Granted your career will be made on your ability to get things done, not your your ability to answer emails immediately. But, drowning in emails is a frustrating distraction. Achieving inbox zero is often unrealistic, but reasonable control may be obtainable. Determining what is reasonable control means is different for every user.
Below are suggestions to keep your inbox as lean as possible.
Create electronic folders by subject or client.
Unsubscribe from email lists.
Block junk email addresses.
Turn-off email notifications. These notifications stop concentration and slow productivity.
Commit to an amount of time to attend to emails.
Mark emails unread or flag if email needs future consideration and set a calendar reminder.
Avoid using your inbox as a to-do list.
Send less, receive less. Send only necessary emails.
If an email response will take less than two minutes to process, reply as soon as possible.

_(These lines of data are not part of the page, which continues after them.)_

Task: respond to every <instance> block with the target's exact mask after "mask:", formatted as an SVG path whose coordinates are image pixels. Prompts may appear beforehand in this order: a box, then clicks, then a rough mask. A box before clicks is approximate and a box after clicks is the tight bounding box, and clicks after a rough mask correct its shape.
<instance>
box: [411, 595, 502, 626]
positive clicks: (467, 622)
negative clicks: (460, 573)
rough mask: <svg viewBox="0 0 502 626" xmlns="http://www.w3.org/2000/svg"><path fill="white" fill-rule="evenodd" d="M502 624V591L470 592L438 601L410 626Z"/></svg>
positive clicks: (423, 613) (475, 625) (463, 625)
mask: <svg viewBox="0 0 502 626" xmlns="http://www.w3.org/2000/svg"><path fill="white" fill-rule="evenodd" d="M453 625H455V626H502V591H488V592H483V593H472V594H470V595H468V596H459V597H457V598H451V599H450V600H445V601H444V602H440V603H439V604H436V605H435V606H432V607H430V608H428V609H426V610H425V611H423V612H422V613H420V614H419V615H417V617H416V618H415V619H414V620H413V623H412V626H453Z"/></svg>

Use the "Tools, Organized" or "Tools/Rules" function. Color code emails.
Reuse subject lines and verbiage from sent messages.
Create distribution lists.
Practice email triage - respond to it, task it, archive it or delete it.
The week prior to vacation, add vacation dates to the end of emails.
Start with responding to emails within 24 hours, even if it is just to indicate that you have received the email and will respond in "x" amount of time.
A simple acknowledgment of receipt will lower emails, and increase productivity. You will have fewer people emailing a second or third time for a response, giving you more time to focus on the task at hand.
If an auto response is not your style, consider a desktop sticky note with a few response statements that you can quickly copy and paste in a reply. "I aim to reply within 24 hours, if not sooner." "I would like to run that by a colleague who is out of the office. I will get back to you within the next couple of days, if not sooner."
Do not state that you will respond within a certain amount of time if you are unsure it is possible. In the words of the popular adage, under promise, over-deliver. By setting an expectation for when to expect a thorough response, you are being thoughtful. And if you beat that date, you are no longer the person who took five days to respond: You are the person who said they needed a week but replied two days early.
If you determine that a written response will take too much of your time, consider a face to face or phone call. A few minute conversation can alleviate a possible extended email debate. A face to face or phone call is particularly good choice when emotions, miscommunication and/or complex answers are involved.
Establishing what organizational methods works for you and sticking to it is vital to conquering the email inbox. Sometimes it is just not enough. You may need to consider hiring someone to answer emails for you. Asking for help reveals strength, not weakness.